Here’s the routine we went through to get this website cleaned up and back online. In this instance there were no backup files which could be utilized. It’s written as a guide so if you get hacked and you have a fairly good level of WordPress and server admin skill, you can use the procedure below – 

  • Place your own computer systems into high-alert mode to prevent infections from hitting your own equipment 
  • FTP to the server and remove obviously erroneous files. The easy way to approach this if you have to do it is sort by date to list the most recently added files, which are likely those planted by the virus system. You’ll easily recognize non system files if you have experience of working with WordPress core, and don’t forget to set your FTP client to view hidden files!

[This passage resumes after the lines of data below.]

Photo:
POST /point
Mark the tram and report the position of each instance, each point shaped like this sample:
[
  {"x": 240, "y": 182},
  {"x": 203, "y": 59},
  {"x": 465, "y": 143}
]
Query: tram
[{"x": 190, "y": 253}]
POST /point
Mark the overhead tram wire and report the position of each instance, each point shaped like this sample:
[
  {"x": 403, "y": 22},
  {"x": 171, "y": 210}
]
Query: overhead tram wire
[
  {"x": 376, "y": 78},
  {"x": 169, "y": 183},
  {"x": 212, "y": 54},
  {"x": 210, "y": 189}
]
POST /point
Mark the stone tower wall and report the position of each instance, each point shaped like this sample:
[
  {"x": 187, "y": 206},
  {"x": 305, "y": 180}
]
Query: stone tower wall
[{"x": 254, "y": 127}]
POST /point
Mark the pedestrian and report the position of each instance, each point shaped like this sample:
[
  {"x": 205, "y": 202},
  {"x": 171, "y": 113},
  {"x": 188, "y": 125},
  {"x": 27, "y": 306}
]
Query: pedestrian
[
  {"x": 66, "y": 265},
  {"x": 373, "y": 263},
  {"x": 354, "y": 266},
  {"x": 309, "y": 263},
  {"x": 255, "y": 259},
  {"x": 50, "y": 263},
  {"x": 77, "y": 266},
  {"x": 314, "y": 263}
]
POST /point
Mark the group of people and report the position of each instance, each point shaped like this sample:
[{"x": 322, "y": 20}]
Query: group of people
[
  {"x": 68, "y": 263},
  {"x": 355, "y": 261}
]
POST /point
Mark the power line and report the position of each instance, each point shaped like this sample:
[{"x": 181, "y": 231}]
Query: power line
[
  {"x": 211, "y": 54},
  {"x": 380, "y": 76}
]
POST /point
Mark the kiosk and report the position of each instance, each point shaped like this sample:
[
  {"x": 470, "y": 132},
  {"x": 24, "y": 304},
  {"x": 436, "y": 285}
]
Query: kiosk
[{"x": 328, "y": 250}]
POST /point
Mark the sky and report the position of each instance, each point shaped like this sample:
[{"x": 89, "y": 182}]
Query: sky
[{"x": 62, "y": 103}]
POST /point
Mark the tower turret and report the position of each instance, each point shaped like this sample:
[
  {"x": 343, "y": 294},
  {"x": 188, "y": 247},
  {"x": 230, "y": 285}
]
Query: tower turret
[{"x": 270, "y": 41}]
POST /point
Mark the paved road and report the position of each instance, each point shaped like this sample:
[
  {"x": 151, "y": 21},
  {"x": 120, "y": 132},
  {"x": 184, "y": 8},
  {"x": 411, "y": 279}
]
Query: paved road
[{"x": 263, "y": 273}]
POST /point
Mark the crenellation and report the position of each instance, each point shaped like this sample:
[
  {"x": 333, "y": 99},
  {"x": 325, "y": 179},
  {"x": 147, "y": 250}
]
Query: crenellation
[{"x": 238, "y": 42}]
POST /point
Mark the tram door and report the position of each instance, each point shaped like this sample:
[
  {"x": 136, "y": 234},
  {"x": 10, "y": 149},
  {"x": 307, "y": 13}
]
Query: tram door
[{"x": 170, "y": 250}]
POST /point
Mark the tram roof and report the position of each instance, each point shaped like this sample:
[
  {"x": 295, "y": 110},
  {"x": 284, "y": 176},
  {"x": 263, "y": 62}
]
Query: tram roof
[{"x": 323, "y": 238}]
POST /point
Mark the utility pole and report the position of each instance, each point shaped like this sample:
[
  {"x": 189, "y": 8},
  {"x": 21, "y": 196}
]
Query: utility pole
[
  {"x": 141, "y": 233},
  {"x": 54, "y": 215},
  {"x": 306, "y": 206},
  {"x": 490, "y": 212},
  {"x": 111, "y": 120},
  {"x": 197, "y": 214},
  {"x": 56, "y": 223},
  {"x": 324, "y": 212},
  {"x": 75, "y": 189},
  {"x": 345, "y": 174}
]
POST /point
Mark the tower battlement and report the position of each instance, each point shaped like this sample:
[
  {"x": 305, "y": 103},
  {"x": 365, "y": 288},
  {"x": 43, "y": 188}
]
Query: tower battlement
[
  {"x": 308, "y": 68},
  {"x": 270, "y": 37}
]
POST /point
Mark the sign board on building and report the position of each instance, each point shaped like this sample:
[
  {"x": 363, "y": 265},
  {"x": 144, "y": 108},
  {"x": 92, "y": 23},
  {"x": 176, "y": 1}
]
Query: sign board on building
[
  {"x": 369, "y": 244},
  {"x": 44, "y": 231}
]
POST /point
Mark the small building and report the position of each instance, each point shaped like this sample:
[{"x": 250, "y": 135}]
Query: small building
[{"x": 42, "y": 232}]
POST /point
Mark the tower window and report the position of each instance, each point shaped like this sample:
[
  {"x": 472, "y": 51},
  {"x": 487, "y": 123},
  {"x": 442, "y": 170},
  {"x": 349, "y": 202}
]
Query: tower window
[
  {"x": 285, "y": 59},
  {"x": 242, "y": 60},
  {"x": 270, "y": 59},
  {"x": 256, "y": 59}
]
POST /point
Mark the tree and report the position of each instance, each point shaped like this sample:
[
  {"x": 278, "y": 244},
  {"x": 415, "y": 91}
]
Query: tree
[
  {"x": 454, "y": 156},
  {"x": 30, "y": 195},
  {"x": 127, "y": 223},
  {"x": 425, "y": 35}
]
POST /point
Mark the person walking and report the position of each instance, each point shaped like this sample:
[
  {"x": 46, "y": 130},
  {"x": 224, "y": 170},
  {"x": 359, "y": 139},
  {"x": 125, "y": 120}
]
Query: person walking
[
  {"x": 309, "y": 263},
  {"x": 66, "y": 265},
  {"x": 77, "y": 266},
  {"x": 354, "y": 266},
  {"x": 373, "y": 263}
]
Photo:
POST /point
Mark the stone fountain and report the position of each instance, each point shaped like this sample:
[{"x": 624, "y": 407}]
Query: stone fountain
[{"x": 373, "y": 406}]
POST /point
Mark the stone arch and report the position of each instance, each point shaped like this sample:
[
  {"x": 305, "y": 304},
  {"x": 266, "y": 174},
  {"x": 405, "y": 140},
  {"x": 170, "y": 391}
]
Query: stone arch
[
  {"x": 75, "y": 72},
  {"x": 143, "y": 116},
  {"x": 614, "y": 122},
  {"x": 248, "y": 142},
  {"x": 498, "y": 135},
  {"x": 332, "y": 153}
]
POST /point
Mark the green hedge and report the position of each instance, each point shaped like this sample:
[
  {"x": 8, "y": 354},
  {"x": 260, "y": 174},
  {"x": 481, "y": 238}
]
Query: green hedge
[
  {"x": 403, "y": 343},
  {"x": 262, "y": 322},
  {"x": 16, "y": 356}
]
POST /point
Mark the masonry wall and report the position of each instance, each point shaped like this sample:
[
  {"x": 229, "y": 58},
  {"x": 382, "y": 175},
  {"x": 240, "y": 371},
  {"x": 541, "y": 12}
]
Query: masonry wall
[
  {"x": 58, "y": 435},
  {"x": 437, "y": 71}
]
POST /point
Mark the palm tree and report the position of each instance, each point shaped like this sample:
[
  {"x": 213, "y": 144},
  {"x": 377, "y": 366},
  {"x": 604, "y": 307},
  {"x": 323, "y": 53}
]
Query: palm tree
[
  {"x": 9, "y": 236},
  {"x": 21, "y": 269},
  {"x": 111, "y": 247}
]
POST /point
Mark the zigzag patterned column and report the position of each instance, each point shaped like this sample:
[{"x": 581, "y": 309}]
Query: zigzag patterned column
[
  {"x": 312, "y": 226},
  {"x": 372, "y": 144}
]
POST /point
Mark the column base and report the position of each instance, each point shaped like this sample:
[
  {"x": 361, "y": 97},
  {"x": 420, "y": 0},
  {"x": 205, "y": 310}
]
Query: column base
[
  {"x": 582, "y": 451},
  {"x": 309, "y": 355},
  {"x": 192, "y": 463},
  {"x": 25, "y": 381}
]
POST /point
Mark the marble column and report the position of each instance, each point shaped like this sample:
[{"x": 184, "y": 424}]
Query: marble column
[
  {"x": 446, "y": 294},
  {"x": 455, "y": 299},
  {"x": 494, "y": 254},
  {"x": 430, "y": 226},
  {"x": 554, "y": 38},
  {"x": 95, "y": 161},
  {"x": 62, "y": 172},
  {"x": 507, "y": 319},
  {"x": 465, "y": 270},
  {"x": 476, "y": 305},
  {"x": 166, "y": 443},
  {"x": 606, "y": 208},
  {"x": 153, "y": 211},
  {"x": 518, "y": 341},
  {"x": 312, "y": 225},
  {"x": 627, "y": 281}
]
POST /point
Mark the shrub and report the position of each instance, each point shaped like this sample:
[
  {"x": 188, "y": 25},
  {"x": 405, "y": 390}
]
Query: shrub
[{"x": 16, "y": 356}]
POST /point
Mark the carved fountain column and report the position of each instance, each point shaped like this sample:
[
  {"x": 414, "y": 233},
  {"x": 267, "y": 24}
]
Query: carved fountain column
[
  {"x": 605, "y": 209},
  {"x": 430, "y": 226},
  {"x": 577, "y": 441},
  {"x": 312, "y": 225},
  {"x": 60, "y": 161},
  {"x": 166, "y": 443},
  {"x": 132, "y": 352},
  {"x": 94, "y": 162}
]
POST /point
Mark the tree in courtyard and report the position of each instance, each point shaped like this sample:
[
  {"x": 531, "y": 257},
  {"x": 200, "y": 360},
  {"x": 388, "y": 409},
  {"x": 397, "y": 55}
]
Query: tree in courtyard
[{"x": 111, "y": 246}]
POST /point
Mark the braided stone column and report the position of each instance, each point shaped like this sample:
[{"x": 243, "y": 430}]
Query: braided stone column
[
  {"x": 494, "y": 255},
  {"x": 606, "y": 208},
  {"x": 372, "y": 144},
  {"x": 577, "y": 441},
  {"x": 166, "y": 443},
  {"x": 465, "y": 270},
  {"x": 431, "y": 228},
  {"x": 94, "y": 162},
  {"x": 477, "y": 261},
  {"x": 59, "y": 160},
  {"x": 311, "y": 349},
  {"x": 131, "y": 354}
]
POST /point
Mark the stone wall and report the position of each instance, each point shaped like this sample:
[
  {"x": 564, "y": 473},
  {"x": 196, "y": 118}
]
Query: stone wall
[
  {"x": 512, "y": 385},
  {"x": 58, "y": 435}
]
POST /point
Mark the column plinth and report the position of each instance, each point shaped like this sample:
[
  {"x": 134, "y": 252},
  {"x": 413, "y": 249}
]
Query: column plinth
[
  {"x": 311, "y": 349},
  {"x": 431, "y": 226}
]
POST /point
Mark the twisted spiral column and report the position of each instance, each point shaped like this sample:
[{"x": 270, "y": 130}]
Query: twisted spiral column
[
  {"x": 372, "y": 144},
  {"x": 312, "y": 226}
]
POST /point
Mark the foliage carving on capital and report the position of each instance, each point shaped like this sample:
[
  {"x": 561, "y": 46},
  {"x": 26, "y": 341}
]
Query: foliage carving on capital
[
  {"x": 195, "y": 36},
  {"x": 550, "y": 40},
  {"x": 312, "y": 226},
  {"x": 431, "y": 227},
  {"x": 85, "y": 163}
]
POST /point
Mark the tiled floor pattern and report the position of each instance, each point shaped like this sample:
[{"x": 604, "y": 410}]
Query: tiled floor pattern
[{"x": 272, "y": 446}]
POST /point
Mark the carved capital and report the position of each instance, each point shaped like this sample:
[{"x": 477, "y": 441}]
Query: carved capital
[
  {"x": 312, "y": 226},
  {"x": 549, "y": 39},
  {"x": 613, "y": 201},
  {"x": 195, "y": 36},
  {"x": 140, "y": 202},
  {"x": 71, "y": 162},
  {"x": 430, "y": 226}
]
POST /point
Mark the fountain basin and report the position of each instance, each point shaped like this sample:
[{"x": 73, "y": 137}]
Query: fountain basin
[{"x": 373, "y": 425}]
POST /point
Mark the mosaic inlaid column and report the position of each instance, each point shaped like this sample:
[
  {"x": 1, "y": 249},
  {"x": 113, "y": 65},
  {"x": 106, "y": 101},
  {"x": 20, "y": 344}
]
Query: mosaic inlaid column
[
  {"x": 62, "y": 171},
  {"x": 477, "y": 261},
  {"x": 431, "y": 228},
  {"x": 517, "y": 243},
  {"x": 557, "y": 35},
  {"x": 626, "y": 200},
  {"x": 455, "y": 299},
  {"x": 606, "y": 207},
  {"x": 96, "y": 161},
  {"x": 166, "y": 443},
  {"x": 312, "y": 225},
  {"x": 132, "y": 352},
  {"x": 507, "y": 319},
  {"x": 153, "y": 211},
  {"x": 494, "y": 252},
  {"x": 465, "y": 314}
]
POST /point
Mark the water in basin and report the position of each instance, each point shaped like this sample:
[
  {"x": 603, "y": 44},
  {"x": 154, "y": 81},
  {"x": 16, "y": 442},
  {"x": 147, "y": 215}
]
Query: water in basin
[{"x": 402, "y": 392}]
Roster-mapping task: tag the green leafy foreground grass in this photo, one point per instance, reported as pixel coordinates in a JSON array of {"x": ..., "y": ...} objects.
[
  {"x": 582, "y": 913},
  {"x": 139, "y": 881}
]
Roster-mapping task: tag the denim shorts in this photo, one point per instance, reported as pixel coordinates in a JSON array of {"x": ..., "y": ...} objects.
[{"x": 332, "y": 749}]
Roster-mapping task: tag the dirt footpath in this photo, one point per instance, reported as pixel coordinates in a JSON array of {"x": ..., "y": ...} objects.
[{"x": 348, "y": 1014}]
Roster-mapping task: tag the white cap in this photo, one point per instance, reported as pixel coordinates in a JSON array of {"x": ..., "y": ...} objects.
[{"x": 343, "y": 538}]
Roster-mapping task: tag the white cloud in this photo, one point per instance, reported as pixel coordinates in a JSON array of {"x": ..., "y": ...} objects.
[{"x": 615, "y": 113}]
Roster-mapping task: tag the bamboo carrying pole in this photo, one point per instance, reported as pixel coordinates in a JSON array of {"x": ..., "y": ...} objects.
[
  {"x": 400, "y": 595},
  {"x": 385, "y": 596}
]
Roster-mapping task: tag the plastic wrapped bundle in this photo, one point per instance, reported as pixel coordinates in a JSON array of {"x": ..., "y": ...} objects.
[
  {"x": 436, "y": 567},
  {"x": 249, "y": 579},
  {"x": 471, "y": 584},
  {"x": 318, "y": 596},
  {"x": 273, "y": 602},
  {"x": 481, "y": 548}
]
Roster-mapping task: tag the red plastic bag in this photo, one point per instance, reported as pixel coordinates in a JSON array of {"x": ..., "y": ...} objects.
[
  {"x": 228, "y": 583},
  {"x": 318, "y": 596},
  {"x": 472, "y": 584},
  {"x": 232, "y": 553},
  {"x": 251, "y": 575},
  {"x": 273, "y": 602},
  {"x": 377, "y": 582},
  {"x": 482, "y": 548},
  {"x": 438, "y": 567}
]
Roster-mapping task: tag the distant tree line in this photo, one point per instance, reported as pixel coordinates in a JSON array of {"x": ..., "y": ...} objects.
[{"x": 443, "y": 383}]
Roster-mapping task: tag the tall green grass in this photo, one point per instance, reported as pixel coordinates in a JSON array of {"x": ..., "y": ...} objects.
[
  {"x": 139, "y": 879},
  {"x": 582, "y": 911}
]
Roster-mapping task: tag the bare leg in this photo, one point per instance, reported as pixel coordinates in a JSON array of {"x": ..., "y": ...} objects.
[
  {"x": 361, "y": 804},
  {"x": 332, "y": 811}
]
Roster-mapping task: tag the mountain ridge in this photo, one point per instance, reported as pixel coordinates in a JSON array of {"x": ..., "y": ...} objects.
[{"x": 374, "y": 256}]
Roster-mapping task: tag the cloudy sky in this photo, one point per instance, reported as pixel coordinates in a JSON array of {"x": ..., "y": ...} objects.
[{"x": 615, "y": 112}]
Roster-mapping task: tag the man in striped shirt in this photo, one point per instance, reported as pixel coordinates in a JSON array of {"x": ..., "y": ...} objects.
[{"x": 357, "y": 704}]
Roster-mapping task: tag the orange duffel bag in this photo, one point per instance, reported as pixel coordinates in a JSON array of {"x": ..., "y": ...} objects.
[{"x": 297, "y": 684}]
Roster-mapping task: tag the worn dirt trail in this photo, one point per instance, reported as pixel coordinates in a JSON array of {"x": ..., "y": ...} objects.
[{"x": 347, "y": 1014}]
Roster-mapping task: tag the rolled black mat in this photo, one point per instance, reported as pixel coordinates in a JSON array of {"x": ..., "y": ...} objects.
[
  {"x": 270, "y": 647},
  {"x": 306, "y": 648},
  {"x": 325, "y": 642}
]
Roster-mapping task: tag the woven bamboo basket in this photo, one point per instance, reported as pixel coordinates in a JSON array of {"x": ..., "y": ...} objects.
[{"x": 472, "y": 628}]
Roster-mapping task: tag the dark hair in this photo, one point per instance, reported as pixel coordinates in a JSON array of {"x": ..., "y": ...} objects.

  • Regain access to the WordPress admin by changing the password via PHPMYADMIN. If you don’t have access through Cpanel into PHPMYADMIN and you can’t login to the site then you’re going to have issues with the repair.
  • After successful admin login, go to Users in the WP control panel and change all admin passwords and update the passwords for any accounts for anyone with higher than subscriber level access. Delete any erroneous admin accounts, you will likely find one or more. We recommend using the WordPress ‘suggest a password’ tool inside User accounts for the most secure level of admin password.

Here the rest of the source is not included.